These specific numbers are both arbitrary and generous for the content of the example application. The units are expressed in “millicores” for CPU, where 1000 represents one full second of one full CPU core, and mebibytes/gibibytes/etc. for memory. Ideally, you should perform empirical measurements against an un-constrained version of your application in a live cluster with meaningful traffic to determine more appropriate values for your use-case.
Later in the series we’ll discuss how to do this with a tool called
Prometheus, which is very popular to use in conjunction with Kubernetes. It
would also be a fairly reasonable starting point to base these figures on
your observed metrics from Erlang’s Observer, provided you’re running on a
similar OS with the right MIX_ENV
and representative samples of traffic.
It’s even possible to perform Pod-level autoscaling based on these metrics,
which is a very exciting opportunity and can be much more meaningful than
pure CPU/Memory utilization figures.
In practical terms it’s not really possible to exceed the supplied CPU
limits due to how they’re applied via cgroups
, but you may find the
application becomes “starved” or unable to sustain the expected throughput.

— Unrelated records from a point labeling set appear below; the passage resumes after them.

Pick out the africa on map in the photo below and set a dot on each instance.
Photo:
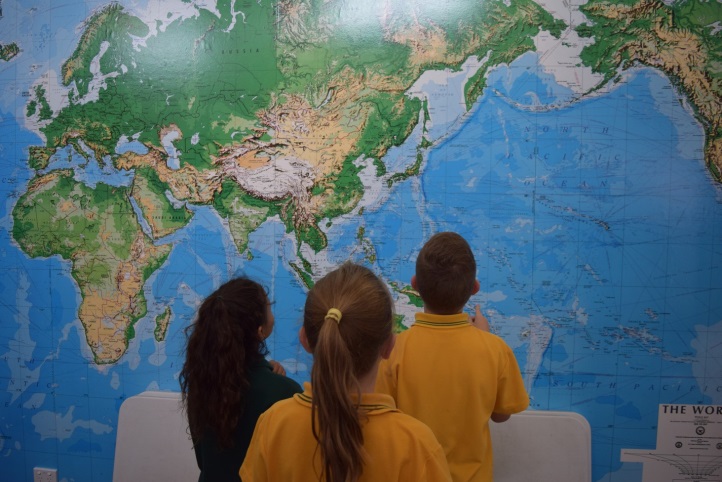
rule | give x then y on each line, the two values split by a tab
151	150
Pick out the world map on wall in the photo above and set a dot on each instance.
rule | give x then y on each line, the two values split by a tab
151	150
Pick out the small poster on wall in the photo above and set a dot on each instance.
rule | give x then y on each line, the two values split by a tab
689	445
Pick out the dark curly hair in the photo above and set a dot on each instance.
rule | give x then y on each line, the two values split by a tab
221	345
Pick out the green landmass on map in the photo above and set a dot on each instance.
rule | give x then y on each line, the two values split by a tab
110	257
8	51
271	112
680	40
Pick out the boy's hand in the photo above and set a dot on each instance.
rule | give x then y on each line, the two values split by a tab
479	320
277	367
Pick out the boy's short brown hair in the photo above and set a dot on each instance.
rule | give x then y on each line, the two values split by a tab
445	273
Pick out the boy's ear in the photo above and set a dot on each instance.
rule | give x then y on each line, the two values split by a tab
304	340
388	347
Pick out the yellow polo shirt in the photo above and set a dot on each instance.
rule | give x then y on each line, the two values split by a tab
398	446
453	376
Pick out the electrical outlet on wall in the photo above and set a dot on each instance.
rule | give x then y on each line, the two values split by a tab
45	475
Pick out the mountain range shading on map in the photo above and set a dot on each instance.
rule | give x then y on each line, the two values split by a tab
153	149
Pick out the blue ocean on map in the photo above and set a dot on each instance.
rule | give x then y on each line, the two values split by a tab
595	225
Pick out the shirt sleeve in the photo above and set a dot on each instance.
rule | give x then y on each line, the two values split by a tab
254	465
511	396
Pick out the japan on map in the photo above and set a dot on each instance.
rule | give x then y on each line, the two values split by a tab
151	150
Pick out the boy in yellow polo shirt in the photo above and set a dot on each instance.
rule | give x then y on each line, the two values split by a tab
448	370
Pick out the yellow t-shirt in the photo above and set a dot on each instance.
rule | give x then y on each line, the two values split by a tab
453	376
398	446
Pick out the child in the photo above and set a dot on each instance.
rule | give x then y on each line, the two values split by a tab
338	430
446	372
226	382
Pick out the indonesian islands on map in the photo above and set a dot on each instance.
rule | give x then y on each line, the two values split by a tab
151	150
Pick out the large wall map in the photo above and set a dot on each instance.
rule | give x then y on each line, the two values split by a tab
150	150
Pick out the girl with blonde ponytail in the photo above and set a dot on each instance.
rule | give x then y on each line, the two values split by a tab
338	429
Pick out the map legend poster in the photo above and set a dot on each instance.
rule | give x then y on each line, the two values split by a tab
151	150
689	445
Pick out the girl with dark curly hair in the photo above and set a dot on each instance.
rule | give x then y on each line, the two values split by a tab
226	382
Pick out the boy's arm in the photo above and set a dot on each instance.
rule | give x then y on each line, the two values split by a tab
500	417
479	320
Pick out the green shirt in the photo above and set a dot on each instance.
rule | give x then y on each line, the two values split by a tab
266	388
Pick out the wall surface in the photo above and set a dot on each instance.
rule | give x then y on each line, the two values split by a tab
151	150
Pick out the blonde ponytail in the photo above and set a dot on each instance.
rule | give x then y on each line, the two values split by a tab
347	319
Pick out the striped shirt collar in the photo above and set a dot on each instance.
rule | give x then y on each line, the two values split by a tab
442	321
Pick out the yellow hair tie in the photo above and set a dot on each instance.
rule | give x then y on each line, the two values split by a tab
334	314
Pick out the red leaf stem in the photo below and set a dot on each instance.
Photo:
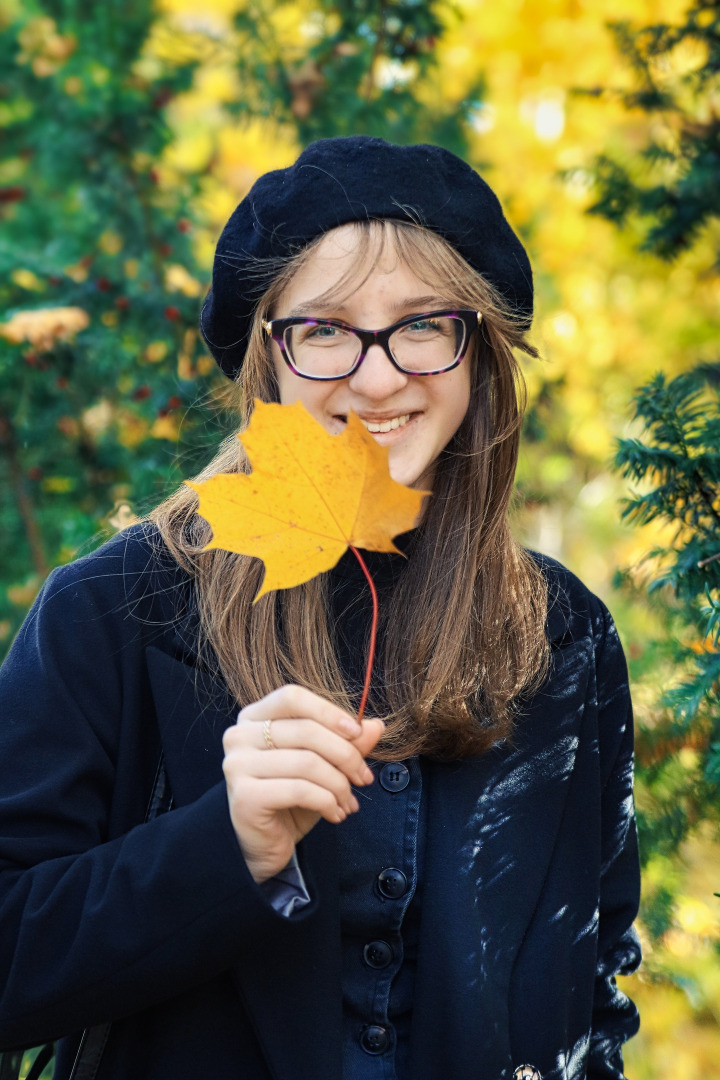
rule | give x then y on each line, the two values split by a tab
374	632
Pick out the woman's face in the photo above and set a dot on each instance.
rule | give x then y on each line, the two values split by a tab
431	407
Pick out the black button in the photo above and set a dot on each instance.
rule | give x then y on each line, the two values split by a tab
392	883
394	777
375	1039
377	954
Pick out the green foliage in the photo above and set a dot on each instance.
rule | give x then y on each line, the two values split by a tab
669	193
678	464
94	218
364	71
674	185
87	223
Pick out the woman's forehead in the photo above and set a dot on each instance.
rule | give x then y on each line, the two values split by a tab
345	258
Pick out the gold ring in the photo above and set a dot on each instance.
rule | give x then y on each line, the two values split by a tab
268	737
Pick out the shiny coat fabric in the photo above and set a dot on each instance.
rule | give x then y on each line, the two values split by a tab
530	871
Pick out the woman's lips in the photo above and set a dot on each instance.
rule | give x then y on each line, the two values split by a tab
390	434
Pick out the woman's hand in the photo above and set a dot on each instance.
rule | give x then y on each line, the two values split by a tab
276	795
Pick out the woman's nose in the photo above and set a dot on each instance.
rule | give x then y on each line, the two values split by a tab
377	377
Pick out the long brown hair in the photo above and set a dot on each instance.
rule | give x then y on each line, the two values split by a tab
465	640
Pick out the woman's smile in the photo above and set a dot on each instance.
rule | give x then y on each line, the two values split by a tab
415	416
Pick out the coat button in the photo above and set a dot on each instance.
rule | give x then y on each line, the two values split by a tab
392	883
394	777
377	954
375	1039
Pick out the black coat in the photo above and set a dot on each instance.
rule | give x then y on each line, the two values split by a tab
530	869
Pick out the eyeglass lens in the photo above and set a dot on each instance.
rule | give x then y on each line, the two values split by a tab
428	345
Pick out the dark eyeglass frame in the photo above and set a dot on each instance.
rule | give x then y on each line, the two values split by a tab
277	327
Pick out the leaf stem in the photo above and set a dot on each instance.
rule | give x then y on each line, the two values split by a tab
374	633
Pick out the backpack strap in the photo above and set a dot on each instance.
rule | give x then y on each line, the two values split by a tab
94	1039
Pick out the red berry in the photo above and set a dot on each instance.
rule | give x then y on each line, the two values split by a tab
14	193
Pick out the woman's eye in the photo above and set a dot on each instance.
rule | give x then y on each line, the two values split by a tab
322	334
423	326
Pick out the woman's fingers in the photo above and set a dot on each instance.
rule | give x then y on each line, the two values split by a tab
291	758
296	702
347	755
290	765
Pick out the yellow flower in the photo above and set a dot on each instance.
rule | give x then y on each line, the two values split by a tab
44	326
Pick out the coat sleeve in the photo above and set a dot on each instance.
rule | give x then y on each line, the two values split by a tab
99	921
614	1016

Your main options there are to allocate more CPU and/or memory per-Pod, or
perhaps more readily available, to just run more Pod replicas to distribute
the traffic evenly across a larger pool of application Pods. If you’d like
to see the specifics of how CPU shares are enforced, take a look at the
Docker documentation.
Memory is a slightly more nuanced constraint that is documented on Docker’s
site, where Kubernetes is applying the --memory
flag for you based on the
Pod’s resource allocation. One thing to note if the limit
and request
differ is that your Pod can attempt and sometimes even succeed at
allocating more memory than the request
value, and will be allowed to
continue using it for as long as it does not exceed the limit
, and for as
long as there aren’t low-memory conditions on the Node’s host OS.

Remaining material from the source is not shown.